The project had a real feeling of sincerity in that Miller was actually trying to make songs that might actually sound good but he came up short. That's one of the reasons why acts like The Lonely Island and Jon LaJoie succeed. Their songs sound like actual songs you would hear on the radio. That they also manage to be funny on top of sounding legit is the real coup. And even when, for example, The Lonely Island records songs that are intended to sound cheesy like their Guy #1/Guy #2 songs, it's done with tongue firmly in cheek.
That's not the case with this album. I don't think it's bad on purpose. I think....I think it's just bad.
During the course of the album, Miller makes a lot jokey references to the fact that he's white and he's not good at rapping, but it rings so true it loses all sense of humor. It's almost as if Miller feels he is supposed to say he's not good in order to get a laugh. But, deep down, I believe Miller thinks he's got actual talent as a rapper and songwriter.
I could be way off base but, I'll say it again, if that was his intention, I didn't get it.
There are a series of rap "battles" on the project whose premises are so hacky and formulaic, they never have a chance to rise to the occasion. ("Hey, I know, let's have a rap battle but instead of insulting you, I'll actually say nice things instead! Ha ha ha! And in the next one, how about you be really good at rap and then on my turn, I'll actually be really bad! Ha ha ha ha ha! This is hilarious!")
On another song, Miller performs an-Owl City inspired tune. But...there are no jokes. Nothing funny at all about it. It's just a poorly-written song. If the gag was supposed to be the fact that Miller auto-tuned his voice...well...yea...I'm gonna need more than that. I wonder if maybe Miller doesn't really have ambitions to be a legitimate artist and, after playing this track back for his friends, they laughed at it and he had to play it off with an "Oh yea, I meant it to sound like that, heh heh heh...of course I wasn't being serious! I'll just add a bit of goofy narration at the end to make sure to let people know I wasn't being serious when I recorded this, heh heh heh."
About four songs into the project, I felt myself wishing for Bo Burnham to pop up. Miller tried to be clever with his lyrics but...that's just it. You can feel him trying and he's really trying hard and that's just it. Bo Burnham flows. It's like he can't not speak in cleverly humorous rhymes. He doesn't need to try because he's a natural.
And then it happened. I got my wish.
Bo Burnham actually does appear on the album in two different tracks and it's almost too painful to listen to because he's so good. His appearance only reminded me of how good Miller isn't and it made me wish I was listening to Bo Burnham's album instead. As it is on every other song with a collaborator, Miller plays the part of the "Hey you be a good rapper and I'll pretend like I'm bad" guy and if the gag wasn't old the first time around, I guarantee it will be the fourth, fifth, 10th, 12th, and 33rd time he tries it.

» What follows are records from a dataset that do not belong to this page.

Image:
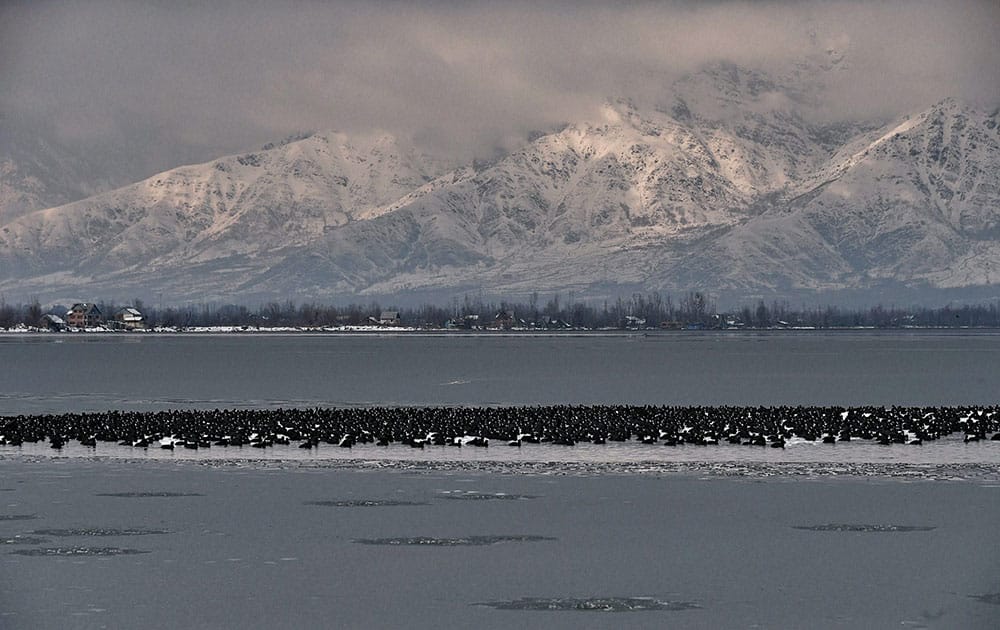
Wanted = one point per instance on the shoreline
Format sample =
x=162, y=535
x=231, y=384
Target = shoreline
x=983, y=472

I wish I were exaggerating, but no. There are over 30 songs on this album and if that's not proof of a vanity project by someone who doesn't know how to leave something on the cutting room floor, I don't know what is. Did he leave anything out?
Seriously. The album is over an hour long, and in this case, that's not a good thing. It drags on and on and on and after listening to so many sub-par songs in a row, I found myself in a helluva foul mood. Not really the effect you want your comedy to have on people, methinks.
If Miller does stand-up comedy, I really would be genuinely interested in watching him. I know he can be funny and I still enjoy his work as an actor and I'd be curious to see how he does on stage. I honestly believe he'd be pretty good at it.
But as a rapper/singer/songwriter? I don't know. I couldn't recommend this album to anyone and have a clear conscience about it.
But hey, could I interest you in this Bo Burnham CD instead?